Forget the new Bugatti Tourbillon – or any other hypercar, or even any of the modern cars, for that matter. The phrase ‘They Don’t make them like they used to’ could not be more appropriate than in the case of an incinerated Pontiac GTO from 1968 that refused to die. Not only that, but – with the conjured efforts of a team of YouTubing car rescuers – the mighty GOAT is running and driving again.

Although it looks as if it just came out of hell – but only because it did, and the goat reference could not be more cringy than in this instance – this 'Tin Indian' blood brother isn’t going to the Happy Hunting Grounds just yet. The backstory is that the crispy automobile was the collateral victim of a catastrophic fire that scorched the car almost to the point where it could well have been deemed a total loss.

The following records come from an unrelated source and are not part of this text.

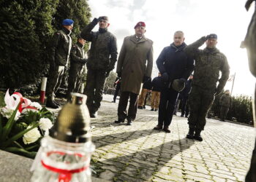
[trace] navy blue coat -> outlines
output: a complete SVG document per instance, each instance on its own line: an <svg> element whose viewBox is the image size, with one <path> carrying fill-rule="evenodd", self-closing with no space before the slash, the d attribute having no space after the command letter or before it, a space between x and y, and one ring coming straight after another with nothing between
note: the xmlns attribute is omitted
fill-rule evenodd
<svg viewBox="0 0 256 182"><path fill-rule="evenodd" d="M151 90L152 89L152 82L151 79L149 79L147 82L143 83L143 89Z"/></svg>
<svg viewBox="0 0 256 182"><path fill-rule="evenodd" d="M183 43L176 47L173 43L163 49L157 60L159 72L167 73L170 82L181 78L187 80L194 69L193 58L183 51L186 46Z"/></svg>
<svg viewBox="0 0 256 182"><path fill-rule="evenodd" d="M152 91L161 92L162 81L161 76L155 77L152 80Z"/></svg>
<svg viewBox="0 0 256 182"><path fill-rule="evenodd" d="M186 84L185 84L185 88L180 92L182 98L188 98L189 92L191 90L191 83L192 83L192 79L187 80Z"/></svg>

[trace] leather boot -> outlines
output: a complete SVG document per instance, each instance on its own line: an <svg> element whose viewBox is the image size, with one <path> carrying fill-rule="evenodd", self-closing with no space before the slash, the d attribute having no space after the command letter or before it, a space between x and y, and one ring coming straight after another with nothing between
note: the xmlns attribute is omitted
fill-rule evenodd
<svg viewBox="0 0 256 182"><path fill-rule="evenodd" d="M203 138L200 135L202 130L195 130L195 135L194 135L194 139L197 140L198 141L203 141Z"/></svg>
<svg viewBox="0 0 256 182"><path fill-rule="evenodd" d="M193 139L194 138L195 127L189 127L189 133L187 135L187 138Z"/></svg>
<svg viewBox="0 0 256 182"><path fill-rule="evenodd" d="M47 100L45 106L52 108L59 108L59 106L54 103L54 100L51 98Z"/></svg>

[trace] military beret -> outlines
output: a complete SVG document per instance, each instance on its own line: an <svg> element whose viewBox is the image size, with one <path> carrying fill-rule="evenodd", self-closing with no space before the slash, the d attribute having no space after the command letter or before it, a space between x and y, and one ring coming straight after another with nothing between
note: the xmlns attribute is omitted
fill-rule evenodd
<svg viewBox="0 0 256 182"><path fill-rule="evenodd" d="M100 21L100 20L102 20L108 21L108 17L107 16L102 16L102 17L99 17L99 21Z"/></svg>
<svg viewBox="0 0 256 182"><path fill-rule="evenodd" d="M138 26L143 26L146 27L146 24L144 22L138 22L136 25L135 26L135 29Z"/></svg>
<svg viewBox="0 0 256 182"><path fill-rule="evenodd" d="M65 19L62 22L63 25L71 25L74 23L74 21L71 19Z"/></svg>
<svg viewBox="0 0 256 182"><path fill-rule="evenodd" d="M211 33L210 35L208 36L208 39L217 39L218 36L215 33Z"/></svg>
<svg viewBox="0 0 256 182"><path fill-rule="evenodd" d="M182 91L185 87L185 83L181 83L179 79L175 79L173 82L172 87L174 90L177 92Z"/></svg>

It wasn’t, however, and a YouTuber (Mr. Goodpliers is the video hosting platform call sign) bought it with the honest intention of saving whatever parts could be recovered from the wreck of this once mighty tire-burning machine. Ironically and amazingly, at the same time, the only parts that were the least affected by the blazing flames were the rubbers. The rest of the car was mercilessly torched, leaving very little hope for… anything, in all honesty.

1968 Pontiac GTO
Photo: YouTube/Mr. Goodpliers
Enter the merry team from the Pole Barn Garage YouTube channel, who bought the cremated muscle car and revived it. Like ‘tree-shade-fix-it-and-drive-it-200-miles-home’ revived it. Although they are the type of jack-of-all-trades that strongly believe that a hammer can fix anything and that the best way to fight fire is fire, they didn’t lay down their wrenches on this burned-out victim.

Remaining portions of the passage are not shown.